This year's GOP move to embrace the sequester was hatched at a recent strategy retreat for House Republicans in Williamsburg, Va. Much of the retreat was devoted to coming up with a way to solve a more urgent issue: finding a way to get the tea party-infused House to again increase the debt limit and prevent an economically devastating, first-ever default on U.S. obligations. The party agreed on a strategy to punt the debt dilemma until May or later and instead use the sequester as leverage in the budget debate.
A senior House GOP aide, who spoke on condition of anonymity to discuss party strategy, said some Republicans see the sequester as their best opportunity to achieve spending cuts. That strategy, however, is rife with potential to split open the Republican Party and pits the defense hawks against the tea party.
How people would actually react should the across-the-board cuts hit is anyone's guess.

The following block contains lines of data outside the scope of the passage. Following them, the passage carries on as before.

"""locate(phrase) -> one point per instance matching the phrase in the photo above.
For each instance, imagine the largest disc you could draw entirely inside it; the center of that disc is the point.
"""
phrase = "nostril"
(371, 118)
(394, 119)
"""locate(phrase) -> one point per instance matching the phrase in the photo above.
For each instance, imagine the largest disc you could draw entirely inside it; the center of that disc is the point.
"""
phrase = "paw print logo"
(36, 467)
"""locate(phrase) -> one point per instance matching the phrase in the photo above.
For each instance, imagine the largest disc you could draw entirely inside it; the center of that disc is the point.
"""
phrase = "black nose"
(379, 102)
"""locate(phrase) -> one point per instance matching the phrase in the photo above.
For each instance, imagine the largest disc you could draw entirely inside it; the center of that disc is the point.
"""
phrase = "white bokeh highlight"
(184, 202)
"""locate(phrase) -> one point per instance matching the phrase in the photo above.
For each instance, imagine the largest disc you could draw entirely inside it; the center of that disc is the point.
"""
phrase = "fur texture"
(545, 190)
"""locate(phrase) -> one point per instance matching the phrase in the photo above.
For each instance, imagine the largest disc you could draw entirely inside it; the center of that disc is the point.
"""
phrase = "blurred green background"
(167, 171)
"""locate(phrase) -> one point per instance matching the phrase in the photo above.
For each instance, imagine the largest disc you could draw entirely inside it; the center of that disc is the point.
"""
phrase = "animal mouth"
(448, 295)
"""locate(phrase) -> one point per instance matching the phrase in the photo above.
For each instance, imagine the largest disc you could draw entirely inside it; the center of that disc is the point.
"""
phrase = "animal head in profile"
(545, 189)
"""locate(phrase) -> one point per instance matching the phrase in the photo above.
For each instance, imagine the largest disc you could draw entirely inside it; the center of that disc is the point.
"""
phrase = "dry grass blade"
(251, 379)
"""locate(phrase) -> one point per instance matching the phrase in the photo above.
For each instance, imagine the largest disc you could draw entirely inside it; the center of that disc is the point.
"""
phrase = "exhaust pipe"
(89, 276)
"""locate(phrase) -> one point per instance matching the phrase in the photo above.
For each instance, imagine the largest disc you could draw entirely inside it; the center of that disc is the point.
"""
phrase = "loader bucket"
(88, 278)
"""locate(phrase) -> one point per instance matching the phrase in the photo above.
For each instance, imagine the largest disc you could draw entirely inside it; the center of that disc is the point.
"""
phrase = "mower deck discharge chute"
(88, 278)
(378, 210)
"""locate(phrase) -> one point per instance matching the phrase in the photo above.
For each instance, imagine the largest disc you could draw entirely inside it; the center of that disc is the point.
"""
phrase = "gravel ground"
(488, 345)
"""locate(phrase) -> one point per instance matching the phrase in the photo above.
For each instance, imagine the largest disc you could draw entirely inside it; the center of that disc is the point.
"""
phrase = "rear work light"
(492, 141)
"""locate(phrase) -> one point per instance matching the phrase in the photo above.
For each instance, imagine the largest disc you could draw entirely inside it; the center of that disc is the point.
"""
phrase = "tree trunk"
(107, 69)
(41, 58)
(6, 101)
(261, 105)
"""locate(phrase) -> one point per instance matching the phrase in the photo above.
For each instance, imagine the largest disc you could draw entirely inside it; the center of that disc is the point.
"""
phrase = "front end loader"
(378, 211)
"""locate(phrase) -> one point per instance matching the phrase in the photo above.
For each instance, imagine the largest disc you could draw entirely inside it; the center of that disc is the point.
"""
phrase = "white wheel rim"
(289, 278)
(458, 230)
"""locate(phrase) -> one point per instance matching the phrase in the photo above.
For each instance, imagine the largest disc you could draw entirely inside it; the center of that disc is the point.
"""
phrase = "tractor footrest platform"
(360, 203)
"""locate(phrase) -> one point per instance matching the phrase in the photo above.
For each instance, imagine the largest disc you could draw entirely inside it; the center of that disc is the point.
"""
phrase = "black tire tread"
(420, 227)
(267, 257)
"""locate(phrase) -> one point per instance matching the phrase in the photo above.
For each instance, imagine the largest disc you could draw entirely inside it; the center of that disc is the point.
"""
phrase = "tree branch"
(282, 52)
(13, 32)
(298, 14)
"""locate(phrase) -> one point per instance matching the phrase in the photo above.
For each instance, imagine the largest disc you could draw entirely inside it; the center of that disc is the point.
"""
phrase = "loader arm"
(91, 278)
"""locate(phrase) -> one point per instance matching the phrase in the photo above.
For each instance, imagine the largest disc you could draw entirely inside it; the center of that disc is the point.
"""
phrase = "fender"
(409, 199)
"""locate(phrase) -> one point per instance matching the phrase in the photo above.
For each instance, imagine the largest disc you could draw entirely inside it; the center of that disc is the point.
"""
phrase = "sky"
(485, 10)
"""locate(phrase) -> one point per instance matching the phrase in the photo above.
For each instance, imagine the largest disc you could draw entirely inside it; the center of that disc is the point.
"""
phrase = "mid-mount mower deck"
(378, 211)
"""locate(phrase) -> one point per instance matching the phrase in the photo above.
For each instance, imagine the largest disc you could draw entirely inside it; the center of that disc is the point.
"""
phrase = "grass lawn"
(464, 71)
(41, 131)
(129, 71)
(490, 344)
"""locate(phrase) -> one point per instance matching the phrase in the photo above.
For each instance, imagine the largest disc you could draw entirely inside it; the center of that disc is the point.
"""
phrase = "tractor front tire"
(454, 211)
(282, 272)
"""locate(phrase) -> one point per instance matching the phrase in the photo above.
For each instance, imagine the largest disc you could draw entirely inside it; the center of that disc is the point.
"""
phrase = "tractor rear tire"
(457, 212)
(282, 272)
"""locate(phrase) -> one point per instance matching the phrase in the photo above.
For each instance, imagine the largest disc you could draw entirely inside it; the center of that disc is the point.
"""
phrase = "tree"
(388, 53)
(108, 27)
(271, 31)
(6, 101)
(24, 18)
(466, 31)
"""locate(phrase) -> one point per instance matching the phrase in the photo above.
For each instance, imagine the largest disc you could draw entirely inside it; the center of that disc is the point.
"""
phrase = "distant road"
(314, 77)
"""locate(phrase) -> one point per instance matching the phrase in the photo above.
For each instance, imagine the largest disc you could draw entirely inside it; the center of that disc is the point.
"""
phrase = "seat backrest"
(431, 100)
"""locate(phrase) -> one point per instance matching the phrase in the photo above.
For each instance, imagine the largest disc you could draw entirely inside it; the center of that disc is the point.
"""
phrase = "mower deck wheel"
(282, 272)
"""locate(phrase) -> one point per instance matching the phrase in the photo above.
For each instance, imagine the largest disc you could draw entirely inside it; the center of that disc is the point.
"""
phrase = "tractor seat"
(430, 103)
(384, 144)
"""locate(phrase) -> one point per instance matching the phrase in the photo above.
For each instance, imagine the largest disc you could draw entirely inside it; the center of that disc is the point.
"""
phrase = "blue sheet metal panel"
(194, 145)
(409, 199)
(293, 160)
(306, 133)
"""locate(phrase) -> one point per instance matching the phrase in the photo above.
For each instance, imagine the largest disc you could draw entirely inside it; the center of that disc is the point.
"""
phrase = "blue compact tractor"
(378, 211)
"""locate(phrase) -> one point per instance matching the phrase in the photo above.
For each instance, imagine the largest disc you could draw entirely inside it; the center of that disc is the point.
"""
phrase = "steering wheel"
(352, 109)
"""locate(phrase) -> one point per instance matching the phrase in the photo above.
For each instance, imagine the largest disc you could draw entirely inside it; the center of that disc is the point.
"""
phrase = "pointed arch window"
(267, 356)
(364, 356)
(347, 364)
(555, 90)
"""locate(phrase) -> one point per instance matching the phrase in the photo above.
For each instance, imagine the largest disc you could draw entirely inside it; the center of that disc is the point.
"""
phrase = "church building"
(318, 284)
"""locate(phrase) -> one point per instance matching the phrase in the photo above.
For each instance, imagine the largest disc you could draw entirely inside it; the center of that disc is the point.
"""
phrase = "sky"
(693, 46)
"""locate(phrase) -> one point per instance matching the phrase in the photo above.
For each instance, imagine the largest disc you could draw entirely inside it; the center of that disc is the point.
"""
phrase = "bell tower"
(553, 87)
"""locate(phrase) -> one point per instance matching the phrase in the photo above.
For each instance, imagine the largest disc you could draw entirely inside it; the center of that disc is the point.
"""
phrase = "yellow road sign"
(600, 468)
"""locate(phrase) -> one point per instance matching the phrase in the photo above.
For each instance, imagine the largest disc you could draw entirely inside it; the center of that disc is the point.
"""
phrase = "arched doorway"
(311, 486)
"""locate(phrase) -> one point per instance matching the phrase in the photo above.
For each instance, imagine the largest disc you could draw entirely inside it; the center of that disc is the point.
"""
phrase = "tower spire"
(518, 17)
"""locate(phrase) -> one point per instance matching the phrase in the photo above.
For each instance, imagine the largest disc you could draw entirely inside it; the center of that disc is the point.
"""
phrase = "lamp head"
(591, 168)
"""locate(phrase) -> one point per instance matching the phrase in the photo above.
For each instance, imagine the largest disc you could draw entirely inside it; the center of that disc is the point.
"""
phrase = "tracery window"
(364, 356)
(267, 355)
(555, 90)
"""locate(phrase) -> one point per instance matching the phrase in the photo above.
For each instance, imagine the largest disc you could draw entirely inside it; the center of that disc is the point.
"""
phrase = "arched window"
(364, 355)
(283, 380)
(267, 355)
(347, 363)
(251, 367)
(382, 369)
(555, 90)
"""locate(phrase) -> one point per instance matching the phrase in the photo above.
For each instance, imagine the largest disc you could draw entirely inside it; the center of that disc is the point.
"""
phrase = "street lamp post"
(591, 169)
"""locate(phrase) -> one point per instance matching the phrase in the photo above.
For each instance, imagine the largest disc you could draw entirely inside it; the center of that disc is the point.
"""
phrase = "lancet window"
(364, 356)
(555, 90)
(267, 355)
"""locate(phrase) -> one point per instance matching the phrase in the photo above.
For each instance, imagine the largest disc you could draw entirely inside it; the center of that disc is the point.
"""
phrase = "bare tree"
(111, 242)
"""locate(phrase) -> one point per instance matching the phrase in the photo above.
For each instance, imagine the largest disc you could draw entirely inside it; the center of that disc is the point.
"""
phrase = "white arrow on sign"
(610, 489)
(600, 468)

But it's not lost on anyone with institutional history that Republicans got creamed in a similar situation in 1995-96 when they sparked a partial government shutdown under the leadership of House Speaker Newt Gingrich, R-Ga.
On Tuesday, Senate Majority Harry Reid, D-Nev., said the warring parties should try to figure it all out, but he set up a clash with Republicans over using new taxes to fix the problem.

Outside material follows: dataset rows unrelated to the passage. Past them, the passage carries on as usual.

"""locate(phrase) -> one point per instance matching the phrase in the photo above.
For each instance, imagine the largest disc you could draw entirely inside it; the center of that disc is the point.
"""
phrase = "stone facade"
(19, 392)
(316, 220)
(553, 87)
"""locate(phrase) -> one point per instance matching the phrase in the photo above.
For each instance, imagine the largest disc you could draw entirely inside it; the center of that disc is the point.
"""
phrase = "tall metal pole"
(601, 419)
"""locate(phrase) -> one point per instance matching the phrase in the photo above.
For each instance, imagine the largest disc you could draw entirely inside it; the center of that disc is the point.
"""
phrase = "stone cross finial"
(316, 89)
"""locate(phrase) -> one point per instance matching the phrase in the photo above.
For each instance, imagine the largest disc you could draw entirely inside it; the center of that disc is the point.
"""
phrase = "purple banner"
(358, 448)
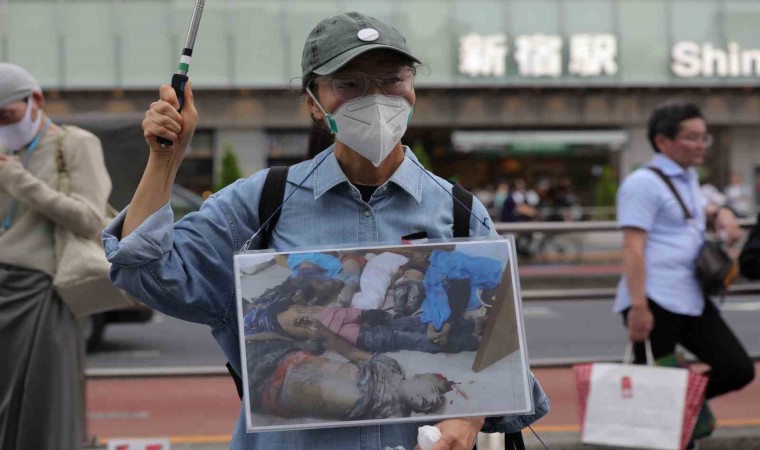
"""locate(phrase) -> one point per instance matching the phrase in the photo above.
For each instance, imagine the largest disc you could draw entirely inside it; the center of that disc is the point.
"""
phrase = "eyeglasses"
(353, 85)
(705, 139)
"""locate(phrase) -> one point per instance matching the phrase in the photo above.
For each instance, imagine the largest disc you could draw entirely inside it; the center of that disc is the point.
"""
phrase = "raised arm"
(162, 120)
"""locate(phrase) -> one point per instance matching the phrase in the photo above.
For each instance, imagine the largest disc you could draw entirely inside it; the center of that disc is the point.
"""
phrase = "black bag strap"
(672, 188)
(514, 441)
(272, 196)
(461, 214)
(236, 379)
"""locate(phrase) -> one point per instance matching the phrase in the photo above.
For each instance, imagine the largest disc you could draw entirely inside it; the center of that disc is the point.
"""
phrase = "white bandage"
(427, 436)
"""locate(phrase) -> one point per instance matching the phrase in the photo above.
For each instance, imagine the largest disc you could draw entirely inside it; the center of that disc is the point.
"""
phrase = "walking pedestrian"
(39, 346)
(659, 295)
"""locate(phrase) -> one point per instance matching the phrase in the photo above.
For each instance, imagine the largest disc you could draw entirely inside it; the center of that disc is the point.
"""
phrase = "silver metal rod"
(194, 22)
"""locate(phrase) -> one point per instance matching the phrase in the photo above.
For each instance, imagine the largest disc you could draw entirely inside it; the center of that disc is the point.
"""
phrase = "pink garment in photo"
(342, 321)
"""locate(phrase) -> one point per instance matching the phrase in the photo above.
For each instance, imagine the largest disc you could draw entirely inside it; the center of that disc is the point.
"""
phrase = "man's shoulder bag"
(715, 268)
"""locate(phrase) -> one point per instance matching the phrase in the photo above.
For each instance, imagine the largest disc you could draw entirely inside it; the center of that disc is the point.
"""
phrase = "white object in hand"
(427, 436)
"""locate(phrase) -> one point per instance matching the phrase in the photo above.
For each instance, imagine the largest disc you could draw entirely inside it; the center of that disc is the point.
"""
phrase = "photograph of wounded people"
(410, 333)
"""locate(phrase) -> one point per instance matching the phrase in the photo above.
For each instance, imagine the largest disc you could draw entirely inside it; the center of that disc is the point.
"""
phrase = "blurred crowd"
(737, 195)
(547, 200)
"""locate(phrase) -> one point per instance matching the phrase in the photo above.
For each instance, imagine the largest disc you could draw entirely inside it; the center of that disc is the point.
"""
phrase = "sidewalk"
(198, 413)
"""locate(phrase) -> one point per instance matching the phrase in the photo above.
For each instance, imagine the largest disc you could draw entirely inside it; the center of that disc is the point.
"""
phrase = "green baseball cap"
(337, 40)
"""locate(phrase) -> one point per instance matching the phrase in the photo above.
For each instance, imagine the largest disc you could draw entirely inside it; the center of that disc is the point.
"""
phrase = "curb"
(727, 438)
(745, 438)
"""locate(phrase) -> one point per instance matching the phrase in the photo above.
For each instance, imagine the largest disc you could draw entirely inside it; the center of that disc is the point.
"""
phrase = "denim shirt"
(673, 242)
(185, 269)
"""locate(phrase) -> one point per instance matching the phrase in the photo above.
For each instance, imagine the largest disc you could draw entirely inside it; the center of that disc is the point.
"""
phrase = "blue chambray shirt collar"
(672, 168)
(328, 174)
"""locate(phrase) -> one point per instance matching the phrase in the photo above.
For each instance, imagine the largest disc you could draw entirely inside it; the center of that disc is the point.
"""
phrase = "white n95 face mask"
(371, 125)
(15, 136)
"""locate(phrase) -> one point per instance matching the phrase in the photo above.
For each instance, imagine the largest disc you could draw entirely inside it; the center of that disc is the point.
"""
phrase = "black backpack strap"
(236, 378)
(271, 198)
(514, 441)
(461, 214)
(672, 188)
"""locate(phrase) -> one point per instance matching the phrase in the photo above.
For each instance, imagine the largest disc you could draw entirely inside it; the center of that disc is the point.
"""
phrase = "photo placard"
(381, 334)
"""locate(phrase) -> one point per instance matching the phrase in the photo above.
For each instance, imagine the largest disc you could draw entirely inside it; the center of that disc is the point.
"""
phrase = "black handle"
(178, 84)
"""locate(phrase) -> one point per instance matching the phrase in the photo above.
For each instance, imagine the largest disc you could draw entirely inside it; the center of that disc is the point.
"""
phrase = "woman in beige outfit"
(39, 391)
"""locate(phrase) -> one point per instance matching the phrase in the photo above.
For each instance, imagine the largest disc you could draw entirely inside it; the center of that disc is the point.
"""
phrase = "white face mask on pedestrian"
(371, 125)
(17, 135)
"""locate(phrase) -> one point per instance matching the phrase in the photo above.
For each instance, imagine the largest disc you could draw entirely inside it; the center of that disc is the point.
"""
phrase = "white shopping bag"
(625, 405)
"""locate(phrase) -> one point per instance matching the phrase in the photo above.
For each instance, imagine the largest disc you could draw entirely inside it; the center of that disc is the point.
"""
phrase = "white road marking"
(740, 307)
(118, 415)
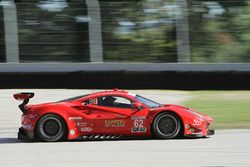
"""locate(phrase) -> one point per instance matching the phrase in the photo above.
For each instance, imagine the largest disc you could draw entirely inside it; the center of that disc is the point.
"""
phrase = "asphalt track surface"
(227, 148)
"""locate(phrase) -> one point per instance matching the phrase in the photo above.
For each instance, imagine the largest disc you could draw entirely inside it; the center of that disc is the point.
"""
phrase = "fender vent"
(101, 137)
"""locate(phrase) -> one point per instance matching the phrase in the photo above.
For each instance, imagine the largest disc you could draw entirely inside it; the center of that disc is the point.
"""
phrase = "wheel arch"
(172, 112)
(54, 113)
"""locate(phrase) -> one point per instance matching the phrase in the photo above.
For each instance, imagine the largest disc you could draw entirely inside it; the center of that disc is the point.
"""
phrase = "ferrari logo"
(114, 123)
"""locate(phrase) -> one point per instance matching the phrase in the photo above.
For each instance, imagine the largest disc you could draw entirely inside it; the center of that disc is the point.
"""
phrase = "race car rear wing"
(23, 96)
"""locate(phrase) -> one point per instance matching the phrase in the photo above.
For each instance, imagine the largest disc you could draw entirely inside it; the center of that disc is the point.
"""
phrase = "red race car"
(108, 115)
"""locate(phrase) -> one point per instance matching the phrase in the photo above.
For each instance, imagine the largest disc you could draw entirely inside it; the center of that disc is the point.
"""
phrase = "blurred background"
(158, 31)
(154, 44)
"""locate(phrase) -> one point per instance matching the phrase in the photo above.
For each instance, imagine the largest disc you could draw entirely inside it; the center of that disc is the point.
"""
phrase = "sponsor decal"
(114, 123)
(139, 117)
(81, 124)
(138, 124)
(86, 129)
(75, 118)
(197, 122)
(72, 132)
(131, 94)
(138, 129)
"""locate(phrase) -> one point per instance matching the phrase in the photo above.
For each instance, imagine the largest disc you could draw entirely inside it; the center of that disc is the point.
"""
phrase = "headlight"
(196, 114)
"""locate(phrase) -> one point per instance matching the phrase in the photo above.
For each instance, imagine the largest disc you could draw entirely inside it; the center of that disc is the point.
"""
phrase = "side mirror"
(138, 106)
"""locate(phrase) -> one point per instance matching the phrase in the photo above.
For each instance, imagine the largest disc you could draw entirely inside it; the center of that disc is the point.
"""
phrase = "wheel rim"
(51, 128)
(167, 125)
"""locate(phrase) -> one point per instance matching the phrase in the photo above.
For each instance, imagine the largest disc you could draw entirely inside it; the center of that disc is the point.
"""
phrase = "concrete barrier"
(189, 80)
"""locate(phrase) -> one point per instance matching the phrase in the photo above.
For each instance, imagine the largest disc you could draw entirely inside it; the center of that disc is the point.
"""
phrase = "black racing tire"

Reid said the sequester cuts should be replaced "in short increments" with spending cuts and revenues like repealing oil and gas subsidies, which were discussed in earlier negotiations.
"There are many low-hanging pieces of fruit out there that Republicans have said they agreed on previously," Reid said. There's a lot of things we can do out there, and we're going to make an effort to make sure that there is — sequestration is — involves revenue."